26 november 1999 | back | archive | forward

"so. how do you like living on your own?" my dad asked today.

"i don't know..." i said, wondering what kind of answer he was expecting to hear. "i like it."

what i was really thinking, however, was i love it. i absolutely adore living on my own. even if i'm in orange county every other weekend. even if i feel like i'm paying more in bills than i make. even if i get lonely because none of my friends live nearby. even if all that and more, i love it. and yes, cliché cliché cliché, i would not trade this for anything else in the world and there is no place i'd rather be. (and luckily, i'm on a one-year lease so there's no place i can be.)

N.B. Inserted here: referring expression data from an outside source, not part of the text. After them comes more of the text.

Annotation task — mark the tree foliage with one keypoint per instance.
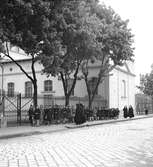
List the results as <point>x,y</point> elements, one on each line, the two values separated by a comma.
<point>24,23</point>
<point>114,42</point>
<point>75,40</point>
<point>146,83</point>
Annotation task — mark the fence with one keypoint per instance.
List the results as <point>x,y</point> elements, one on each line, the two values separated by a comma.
<point>16,106</point>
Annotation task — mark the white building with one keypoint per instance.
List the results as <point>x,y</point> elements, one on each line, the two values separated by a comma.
<point>116,91</point>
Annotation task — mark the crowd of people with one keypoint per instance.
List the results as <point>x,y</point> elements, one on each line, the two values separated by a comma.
<point>60,114</point>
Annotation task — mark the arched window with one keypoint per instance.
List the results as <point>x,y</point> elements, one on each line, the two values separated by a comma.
<point>10,89</point>
<point>28,89</point>
<point>48,85</point>
<point>92,85</point>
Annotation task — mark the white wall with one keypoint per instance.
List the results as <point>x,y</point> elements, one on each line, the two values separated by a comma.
<point>116,98</point>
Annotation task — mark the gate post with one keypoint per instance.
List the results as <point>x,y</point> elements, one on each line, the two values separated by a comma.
<point>19,108</point>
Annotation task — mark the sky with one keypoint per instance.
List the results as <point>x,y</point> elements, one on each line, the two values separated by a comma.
<point>140,15</point>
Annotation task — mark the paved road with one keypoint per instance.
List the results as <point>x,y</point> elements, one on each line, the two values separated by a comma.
<point>125,144</point>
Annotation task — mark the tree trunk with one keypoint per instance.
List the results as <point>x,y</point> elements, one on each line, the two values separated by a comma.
<point>90,100</point>
<point>35,94</point>
<point>67,100</point>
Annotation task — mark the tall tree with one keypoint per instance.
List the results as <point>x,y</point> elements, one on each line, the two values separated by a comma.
<point>24,23</point>
<point>114,41</point>
<point>146,83</point>
<point>76,41</point>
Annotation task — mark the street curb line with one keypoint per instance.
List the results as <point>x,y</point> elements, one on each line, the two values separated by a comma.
<point>109,122</point>
<point>68,127</point>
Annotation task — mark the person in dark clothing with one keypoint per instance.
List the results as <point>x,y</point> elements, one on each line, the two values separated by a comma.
<point>31,114</point>
<point>37,116</point>
<point>125,112</point>
<point>131,113</point>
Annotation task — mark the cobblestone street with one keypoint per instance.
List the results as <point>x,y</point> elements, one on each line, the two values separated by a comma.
<point>124,144</point>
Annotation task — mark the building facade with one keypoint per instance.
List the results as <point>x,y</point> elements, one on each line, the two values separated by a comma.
<point>117,90</point>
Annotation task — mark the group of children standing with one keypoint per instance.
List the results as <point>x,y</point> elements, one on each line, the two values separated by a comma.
<point>128,112</point>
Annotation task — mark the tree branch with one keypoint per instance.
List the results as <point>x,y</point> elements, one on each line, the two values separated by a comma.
<point>8,55</point>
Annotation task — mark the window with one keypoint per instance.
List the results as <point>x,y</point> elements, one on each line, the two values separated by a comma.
<point>28,89</point>
<point>48,85</point>
<point>70,82</point>
<point>92,85</point>
<point>123,89</point>
<point>10,89</point>
<point>48,100</point>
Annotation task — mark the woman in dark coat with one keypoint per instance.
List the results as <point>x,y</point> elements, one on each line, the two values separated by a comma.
<point>31,113</point>
<point>131,113</point>
<point>37,116</point>
<point>125,112</point>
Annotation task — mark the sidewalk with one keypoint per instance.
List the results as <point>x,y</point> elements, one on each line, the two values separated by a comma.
<point>20,131</point>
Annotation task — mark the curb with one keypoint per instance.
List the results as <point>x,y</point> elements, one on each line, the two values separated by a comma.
<point>65,128</point>
<point>108,122</point>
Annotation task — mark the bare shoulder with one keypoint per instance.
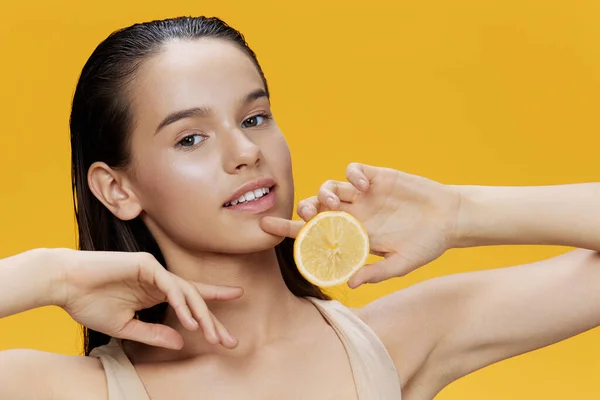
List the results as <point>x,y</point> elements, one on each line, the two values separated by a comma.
<point>29,374</point>
<point>410,323</point>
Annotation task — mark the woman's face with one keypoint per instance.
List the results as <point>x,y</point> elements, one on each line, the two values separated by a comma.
<point>205,149</point>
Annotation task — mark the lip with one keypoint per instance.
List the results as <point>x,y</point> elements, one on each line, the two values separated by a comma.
<point>252,185</point>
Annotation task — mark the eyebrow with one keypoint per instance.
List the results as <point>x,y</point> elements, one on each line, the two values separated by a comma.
<point>205,111</point>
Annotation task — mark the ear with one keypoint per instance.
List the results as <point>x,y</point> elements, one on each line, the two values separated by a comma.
<point>114,190</point>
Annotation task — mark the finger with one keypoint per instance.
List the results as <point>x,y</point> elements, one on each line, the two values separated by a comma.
<point>388,268</point>
<point>218,293</point>
<point>332,193</point>
<point>151,334</point>
<point>227,339</point>
<point>361,175</point>
<point>308,208</point>
<point>201,313</point>
<point>174,294</point>
<point>281,227</point>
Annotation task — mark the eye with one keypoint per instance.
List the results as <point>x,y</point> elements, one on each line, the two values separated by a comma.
<point>255,120</point>
<point>191,140</point>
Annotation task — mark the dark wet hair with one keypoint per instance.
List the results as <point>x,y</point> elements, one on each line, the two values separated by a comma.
<point>101,122</point>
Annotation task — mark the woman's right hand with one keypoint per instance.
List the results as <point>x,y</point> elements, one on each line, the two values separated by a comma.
<point>103,290</point>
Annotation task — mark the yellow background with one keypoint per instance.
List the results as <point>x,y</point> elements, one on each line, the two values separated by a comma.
<point>486,92</point>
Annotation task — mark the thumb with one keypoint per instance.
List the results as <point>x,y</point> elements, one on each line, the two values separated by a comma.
<point>152,334</point>
<point>281,227</point>
<point>391,267</point>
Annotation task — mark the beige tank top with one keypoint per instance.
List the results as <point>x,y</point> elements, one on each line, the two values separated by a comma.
<point>374,372</point>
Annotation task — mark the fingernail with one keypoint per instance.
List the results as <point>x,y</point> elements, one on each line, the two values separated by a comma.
<point>331,202</point>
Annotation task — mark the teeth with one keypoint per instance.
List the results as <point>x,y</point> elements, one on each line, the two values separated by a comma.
<point>249,196</point>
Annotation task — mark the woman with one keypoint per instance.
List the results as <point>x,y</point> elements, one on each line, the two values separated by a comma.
<point>184,189</point>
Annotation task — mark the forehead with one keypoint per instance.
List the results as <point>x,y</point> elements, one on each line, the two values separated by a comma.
<point>193,73</point>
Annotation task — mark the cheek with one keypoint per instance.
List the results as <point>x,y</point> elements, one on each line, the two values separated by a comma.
<point>279,160</point>
<point>179,197</point>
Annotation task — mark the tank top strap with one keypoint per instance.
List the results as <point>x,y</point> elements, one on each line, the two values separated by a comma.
<point>122,380</point>
<point>374,371</point>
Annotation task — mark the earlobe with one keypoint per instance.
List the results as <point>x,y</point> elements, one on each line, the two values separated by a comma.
<point>112,188</point>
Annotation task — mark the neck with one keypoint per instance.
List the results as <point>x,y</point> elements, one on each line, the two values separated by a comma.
<point>265,312</point>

it's a little scary, though. because i'm here and now what? i've always had short-term and long-term goals, a set destination, a plan or three (A, B & C, just in case). and now...well, now i don't. i'm not dying to get out of a crapass job or my parents' house. i'm not going to grad school next fall. i'm not moving to NYC any time soon. i'm not even desperate for a boy and some lovin', which is a major breakthrough for a sap like me.

my only aspirations, really, are to get my 1987 car back from the shop running like a 1999 vehicle for no more than $1,200; to finish my philippines scrapbook before it's been a year since the trip (we went last christmas; and to maybe write more and paint more, learn stylesheets and javascript, and be a better friend, sister and daughter.

oh yeah -- and to keep an open mind with whatever does happen with my job, or my living arrangement, or boys, or anything else that could turn my life inside out and upside down, because inevitably, something will come up, and everything will change, and there i'll be, at the crossroads, playing eenie-mienee-moe.

and, come to think of it, keeping an open mind, letting whatever happens happen, flying by the seat of my pants, that's a really massive undertaking, considering i'm one of the most overly organized, carefully planned, obsessively orderly girls i know.

inspired:
the pizzicato five. 3-hour naps. fresh flowers.

lost:
my mouse died. now i'm using this "affordable and sleek" substitute i got from fry's (blech, i hate that store). i wanted to buy an apple mouse, but it was $50 more i just couldn't spend.

found:
his last name is rainwater, and he makes beautiful things (pictures + words).

nonsequitur:
i had cheesecake for breakfast. mmm. thanksgiving leftovers.